Understand Regions and Subscriptions
All Azure resources are created in an Azure region and subscription. A resource can only be created in a virtual network that exists in the same region and subscription as the resource. You can, however, connect virtual networks that exist in different subscriptions and regions. Azure regions are important to consider as you design your Azure network in relation to your infrastructure, data, applications, and end users.
You can deploy as many virtual networks as you need within each subscription, up to the subscription limit. Some larger organizations with global deployments have multiple virtual networks that are connected between regions, for example.
Azure Availability Zones
An Azure Availability Zone enables you to define unique physical locations within a region. Each zone is made up of one or more datacenters equipped with independent power, cooling, and networking.
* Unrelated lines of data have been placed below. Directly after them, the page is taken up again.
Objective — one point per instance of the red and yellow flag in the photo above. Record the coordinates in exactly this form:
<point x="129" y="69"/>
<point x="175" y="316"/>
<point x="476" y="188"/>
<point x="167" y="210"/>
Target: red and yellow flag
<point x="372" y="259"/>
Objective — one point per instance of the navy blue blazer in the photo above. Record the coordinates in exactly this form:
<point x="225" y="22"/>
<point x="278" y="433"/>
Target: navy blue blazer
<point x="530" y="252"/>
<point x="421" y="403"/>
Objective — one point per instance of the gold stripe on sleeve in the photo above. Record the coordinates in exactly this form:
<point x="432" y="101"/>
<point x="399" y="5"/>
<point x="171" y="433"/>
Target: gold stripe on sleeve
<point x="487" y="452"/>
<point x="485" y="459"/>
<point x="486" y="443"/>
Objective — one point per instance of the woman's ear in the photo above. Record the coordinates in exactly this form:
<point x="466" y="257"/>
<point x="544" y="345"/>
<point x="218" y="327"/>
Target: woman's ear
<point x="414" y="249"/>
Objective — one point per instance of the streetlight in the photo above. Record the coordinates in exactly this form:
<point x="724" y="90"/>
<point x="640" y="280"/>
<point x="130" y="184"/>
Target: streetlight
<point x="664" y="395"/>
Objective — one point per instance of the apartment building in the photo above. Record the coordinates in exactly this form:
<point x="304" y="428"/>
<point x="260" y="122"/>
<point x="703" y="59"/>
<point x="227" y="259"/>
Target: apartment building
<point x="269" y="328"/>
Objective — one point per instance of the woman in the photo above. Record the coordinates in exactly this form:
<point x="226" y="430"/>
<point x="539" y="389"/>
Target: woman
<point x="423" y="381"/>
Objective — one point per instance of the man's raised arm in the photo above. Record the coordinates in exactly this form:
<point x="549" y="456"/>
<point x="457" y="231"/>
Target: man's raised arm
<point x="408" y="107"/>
Designed to ensure high-availability of your Azure services, the physical separation of Availability Zones within a region protects applications and data from datacenter failures.
You should consider availability zones when designing your Azure network, and plan for services that support availability zones.
Azure services that support Availability Zones fall into three categories:
- Zonal services. Resources can be pinned to a specific zone. For example, virtual machines, managed disks, or standard IP addresses can be pinned to a specific zone. This planning allows for increased resilience by having one or more instances of resources spread across zones.
- Zone-redundant services. Resources are replicated or distributed across zones automatically. Azure replicates the data across three zones so that a zone failure doesn't impact its availability.
- Nonregional services. Service is available from Azure geographies and is resilient to zone-wide outages.